How 5 Major Personality Traits Can Determine How Much Money You Save

Fortune Well August 2, 2023


How 5 Major Personality Traits Can Determine How Much Money You Save
Key takeaways
  • Savings rates for Americans have neared record lows 
  • When people’s savings goals aligned with their core personality traits, they saved more money, according to a new study published this week 
  • For those incentivized with personality-targeted savings emails, they were able to save more successfully 

Whether it’s setting aside money for a down payment on a home, a bigger car for when you have children, or college funds and retirement, many of us aim to master the art of saving for the future. 


Still, many Americans struggle to save money.
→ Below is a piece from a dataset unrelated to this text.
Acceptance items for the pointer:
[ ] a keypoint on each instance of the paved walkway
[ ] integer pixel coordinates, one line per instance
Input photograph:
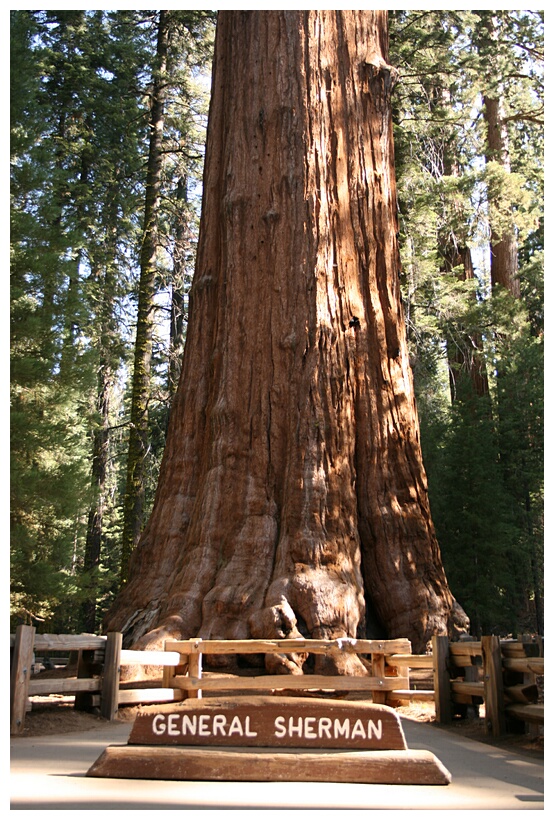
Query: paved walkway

Inflation led Americans to take out an average of $100 a month from savings last year, and savings have neared record lows even for those whose income has increased, according to data from the Bureau of Economic Analysis (BEA) this winter. 

To better understand people’s financial behaviors and motivations, researchers from Columbia University in New York and the University of Colorado in Boulder found different savings goals resonated with varying personality types, which influenced their behavior. 
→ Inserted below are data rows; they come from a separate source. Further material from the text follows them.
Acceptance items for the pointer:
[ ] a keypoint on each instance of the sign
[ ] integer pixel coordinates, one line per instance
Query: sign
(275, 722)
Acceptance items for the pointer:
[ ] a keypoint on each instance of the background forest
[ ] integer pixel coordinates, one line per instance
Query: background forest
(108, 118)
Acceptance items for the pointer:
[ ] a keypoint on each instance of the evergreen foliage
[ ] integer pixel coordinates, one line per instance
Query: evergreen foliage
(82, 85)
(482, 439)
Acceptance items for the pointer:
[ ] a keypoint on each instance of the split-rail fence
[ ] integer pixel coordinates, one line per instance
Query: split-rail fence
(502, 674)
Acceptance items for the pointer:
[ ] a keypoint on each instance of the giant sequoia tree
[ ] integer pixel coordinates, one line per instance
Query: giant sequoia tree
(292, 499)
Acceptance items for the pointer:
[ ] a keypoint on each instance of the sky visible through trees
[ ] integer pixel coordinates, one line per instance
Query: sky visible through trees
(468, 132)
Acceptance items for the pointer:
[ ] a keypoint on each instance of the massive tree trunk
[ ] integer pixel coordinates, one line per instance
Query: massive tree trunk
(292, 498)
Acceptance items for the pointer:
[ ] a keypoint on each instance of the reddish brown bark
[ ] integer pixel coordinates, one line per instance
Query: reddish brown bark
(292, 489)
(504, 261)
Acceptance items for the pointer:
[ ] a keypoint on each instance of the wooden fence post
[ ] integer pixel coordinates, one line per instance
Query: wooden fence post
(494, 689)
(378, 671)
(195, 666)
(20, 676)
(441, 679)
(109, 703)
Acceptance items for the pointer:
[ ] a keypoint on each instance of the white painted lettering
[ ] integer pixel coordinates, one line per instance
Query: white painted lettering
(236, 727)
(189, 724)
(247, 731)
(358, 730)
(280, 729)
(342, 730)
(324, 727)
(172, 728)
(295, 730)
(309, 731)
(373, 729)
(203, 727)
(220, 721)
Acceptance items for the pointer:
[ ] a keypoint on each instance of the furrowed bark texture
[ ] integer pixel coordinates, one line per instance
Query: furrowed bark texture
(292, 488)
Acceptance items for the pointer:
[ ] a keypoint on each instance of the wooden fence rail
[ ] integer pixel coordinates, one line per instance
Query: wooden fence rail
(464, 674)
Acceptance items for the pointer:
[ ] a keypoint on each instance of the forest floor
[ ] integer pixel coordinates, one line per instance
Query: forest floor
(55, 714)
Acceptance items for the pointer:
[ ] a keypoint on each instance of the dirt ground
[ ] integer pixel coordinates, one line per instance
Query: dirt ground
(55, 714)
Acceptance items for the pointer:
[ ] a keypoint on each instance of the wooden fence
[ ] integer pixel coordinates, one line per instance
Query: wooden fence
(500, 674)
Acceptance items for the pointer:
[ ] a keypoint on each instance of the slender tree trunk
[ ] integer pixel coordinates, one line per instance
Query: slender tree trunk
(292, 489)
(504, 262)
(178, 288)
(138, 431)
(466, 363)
“We just instill this idea that if you save some money now it’s not just a black box that’s sitting somewhere in your savings account,” Dr. Sandra Matz, author of the study and an associate professor of business at Columbia Business School who studies human behavior, tells Fortune. “But here’s actually what you could potentially do with these savings in the future…it’s about personality psychological targeting.” 
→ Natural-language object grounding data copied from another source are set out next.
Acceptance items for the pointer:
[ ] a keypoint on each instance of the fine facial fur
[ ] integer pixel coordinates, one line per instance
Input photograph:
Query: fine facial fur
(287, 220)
Nearly 2,500 participants in the U.K. answered questions related to their savings goals, whether saving for a car, family, or a rainy day. They also answered questions that helped researchers understand where they fit within the five big personality traits: agreeableness, conscientiousness, neuroticism, openness, and extroversion. 

When people’s savings goals aligned with their core personality traits, they saved more money, the researchers report in their findings published in the journal American Psychologist. While financial standing inevitably played a role in savings, personality accounted for slightly less than 5% of someone’s savings ability. In their paper, the authors note that while their research cannot influence someone’s ability to save, targeting personality can play a part in influencing someone’s willingness to save.  

To see how a specific intervention influences people’s savings behaviors, the researchers took a step further. They examined how personalized savings-related emails impacted over 6,000 participants in the U.S. who had less than $100 in savings at the start. 

The researchers partnered with SaverLife, a savings app and nonprofit. While some of the participants got personalized emails and goals, others got generic messages or no messages at all. Those who received personality-based emails for saving money had the most success achieving $100 more in savings in one month.

For someone high in agreeableness, the emails framed savings as a direct influence on those they care about, for example. 

“If they care about other people and their loved ones, what you want to do is frame saving in a way that you can say, ‘Well, if you save some money, now, you make sure that your loved ones are being protected,’” Matz says. 

If someone scored low in extroversion, the subject line and body of the savings email read, “Save toward your own self-care: The Race to $100 begins! We know quality alone time is important to you. The more you save, the more you can design your alone time just the way you want it,” Matz shares with Fortune

For someone high in extroversion, it read, “Exciting times ahead: The Race to $100 begins! Even though you may not be able to meet up with friends right now, you can certainly save money for when the time comes. If funding a future full of great times with your friends excites you, we have some exhilarating news.” 

Saving money is an inherently psychological concept. Committing to it delays instant gratification. It takes motivation and self-discipline because it doesn’t reward the brain in the short term, Matz says. 

“You’re putting money into an account, but it’s not that we necessarily have this idea of ‘Here’s what we’re gonna do with those savings,’” Matz says. “That’s a decision that is really difficult for people to make,” highlighting the “intention-action gap” or inability of people to succeed in saving money despite having the genuine desire to do so. 

Understanding personality can help mend that “intention-action gap,” Matz says.  

“Targeted advertising is using exactly the same mechanisms. We kind of try and understand the person, and then we tailor the content so that people buy more,” Matz says. “A lot of the strategies or approaches to personalization that we currently use, mostly in the best interest of companies to be fair, I think we can also use to help people accomplish their goals…once you understand people’s motivations, that’s an amazing tool.”